Berlioz use le plus souvent de la forme strophique, mais il la combine avec une veine mélodique extrêmement abondante, qui l'emporte de déduction en déduction sans que jamais sa mélodie revienne sur elle-même. Cette longueur de la phrase est complétée par un renouvellement constant de sa rythmique. Par là il s'éloigne beaucoup du style populaire, et c'est un point qui le différencie nettement de son prédécesseur viennois.
D'autres lieder, très développés, de Berlioz, comme Sara la Baigneuse ou La Mort d'Ophélie, ont trouvé leur forme définitive dans la combinaison chœur-orchestre. Les magnifiques Nuits d'été ont également reçu une parure orchestrale qui les écarte un peu du lied pur.
Après Berlioz, le lied français piétine quelque peu ; on verse dans la romance de salon, avec des exceptions brillantes chez Gounod, Saint-Saëns, Bizet, Chabrier.
Duparc
Avec Henri Duparc, on aborde une solution nouvelle des problèmes posés par le lied à un compositeur de langue française, beaucoup moins déterminé que le compositeur allemand par le schéma rythmique du langage parlé.
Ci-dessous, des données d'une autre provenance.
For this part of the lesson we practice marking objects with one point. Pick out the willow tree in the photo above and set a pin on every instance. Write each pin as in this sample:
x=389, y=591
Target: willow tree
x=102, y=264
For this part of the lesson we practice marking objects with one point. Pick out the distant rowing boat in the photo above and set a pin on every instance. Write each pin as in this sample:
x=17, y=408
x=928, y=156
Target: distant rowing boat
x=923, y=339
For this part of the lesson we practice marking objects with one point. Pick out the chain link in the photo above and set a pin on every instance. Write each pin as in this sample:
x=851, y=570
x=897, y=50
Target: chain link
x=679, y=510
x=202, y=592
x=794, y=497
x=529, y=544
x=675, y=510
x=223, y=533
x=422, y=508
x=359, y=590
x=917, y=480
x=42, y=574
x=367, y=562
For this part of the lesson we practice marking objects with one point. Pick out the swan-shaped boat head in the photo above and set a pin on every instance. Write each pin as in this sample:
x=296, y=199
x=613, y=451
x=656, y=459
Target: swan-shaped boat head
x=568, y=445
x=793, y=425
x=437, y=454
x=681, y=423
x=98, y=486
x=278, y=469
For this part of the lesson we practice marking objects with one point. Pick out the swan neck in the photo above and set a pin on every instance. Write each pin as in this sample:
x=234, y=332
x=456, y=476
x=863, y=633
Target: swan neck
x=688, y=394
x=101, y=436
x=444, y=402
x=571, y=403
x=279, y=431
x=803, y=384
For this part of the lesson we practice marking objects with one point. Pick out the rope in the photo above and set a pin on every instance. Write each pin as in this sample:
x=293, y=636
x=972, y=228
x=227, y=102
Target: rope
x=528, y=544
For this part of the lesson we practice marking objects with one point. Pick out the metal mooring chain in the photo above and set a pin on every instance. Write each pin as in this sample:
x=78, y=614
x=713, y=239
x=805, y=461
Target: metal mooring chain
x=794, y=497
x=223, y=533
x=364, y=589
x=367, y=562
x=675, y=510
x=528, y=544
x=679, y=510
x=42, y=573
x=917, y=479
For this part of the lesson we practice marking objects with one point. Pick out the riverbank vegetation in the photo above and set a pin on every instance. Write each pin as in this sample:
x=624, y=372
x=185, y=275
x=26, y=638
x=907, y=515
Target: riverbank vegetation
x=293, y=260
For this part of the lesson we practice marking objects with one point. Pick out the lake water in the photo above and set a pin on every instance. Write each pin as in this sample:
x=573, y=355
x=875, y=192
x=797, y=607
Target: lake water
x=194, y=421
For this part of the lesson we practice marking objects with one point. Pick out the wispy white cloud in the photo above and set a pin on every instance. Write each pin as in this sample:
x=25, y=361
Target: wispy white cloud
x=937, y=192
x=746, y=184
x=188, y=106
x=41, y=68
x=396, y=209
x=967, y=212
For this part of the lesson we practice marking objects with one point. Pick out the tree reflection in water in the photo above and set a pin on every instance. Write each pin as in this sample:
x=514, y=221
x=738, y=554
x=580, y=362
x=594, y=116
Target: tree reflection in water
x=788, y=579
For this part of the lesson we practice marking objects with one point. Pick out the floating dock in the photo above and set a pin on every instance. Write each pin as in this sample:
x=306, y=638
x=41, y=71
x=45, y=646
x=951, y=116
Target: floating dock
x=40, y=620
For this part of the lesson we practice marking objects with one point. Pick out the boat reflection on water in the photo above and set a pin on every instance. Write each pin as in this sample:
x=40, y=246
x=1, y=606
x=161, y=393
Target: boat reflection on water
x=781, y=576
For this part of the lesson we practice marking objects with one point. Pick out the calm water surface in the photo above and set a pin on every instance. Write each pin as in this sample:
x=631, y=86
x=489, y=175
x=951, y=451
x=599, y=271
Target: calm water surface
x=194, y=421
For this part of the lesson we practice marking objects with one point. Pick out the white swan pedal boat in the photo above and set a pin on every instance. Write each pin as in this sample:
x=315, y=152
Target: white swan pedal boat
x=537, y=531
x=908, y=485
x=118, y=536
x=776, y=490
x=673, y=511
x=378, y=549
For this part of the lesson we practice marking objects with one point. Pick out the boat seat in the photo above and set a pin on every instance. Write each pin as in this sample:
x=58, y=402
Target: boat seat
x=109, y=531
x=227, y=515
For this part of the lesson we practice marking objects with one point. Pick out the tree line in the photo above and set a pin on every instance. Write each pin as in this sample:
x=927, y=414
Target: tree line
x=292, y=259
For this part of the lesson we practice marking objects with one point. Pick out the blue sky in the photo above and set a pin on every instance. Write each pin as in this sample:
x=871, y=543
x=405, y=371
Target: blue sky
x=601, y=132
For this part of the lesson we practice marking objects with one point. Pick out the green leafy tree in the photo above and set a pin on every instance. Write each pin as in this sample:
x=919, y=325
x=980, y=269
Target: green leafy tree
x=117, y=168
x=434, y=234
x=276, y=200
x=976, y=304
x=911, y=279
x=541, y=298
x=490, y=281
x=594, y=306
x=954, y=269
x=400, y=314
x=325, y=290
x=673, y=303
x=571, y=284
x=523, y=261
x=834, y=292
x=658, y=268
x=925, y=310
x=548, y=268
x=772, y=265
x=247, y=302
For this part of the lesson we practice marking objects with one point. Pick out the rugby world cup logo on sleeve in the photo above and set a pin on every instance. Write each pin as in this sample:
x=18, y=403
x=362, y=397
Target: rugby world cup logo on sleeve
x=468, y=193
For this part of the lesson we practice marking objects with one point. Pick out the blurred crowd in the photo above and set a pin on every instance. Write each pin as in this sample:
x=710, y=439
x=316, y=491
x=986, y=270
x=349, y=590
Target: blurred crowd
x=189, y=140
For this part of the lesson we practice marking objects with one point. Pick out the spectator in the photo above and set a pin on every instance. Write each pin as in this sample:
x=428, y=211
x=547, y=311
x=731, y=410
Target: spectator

Il s'agit chez Duparc d'un véritable poème chanté, non pas resserré comme le lied allemand, mais brossé par larges touches de couleurs simples, mais délicates et chaudes, prenant son temps, ne refusant pas l'épanchement de l'expression vocale, très enveloppé dans des harmonies souvent statiques mais soyeuses et de riche matière. Mélodie de noble tenue, d'élégance patricienne, le plus souvent d'une mélancolie profonde. Grandes libertés à l'égard de la prosodie. Une façon de contrarier le rythme du vers par une scansion délibérément illogique... ou plutôt qui substitue à la logique du sens la logique de l'image, au prix souvent d'un extrême allongement des valeurs sur des syllabes faibles du texte.
Fauré
C'est avec Gabriel Fauré qu'apparaît le compositeur de lieder le plus fécond de l'histoire musicale française. Ses lieder sont très spécifiquement français par le jeu harmonique qui les commande de la première à la dernière mesure. Fauré se plaît à enchaîner les uns aux autres des accords dissonants. C'est dire qu'il résout les tensions impliquées dans une harmonie en en créant de nouvelles dans celle qui lui succède. Cela jusqu'au point où il a décidé de mener l'auditeur et dont on doit sentir l'approche grâce à l'instinct et à la mémoire. Si bien qu'après cette suite de chutes en avant, on reprend équilibre et on retrouve avec joie la tonalité initiale.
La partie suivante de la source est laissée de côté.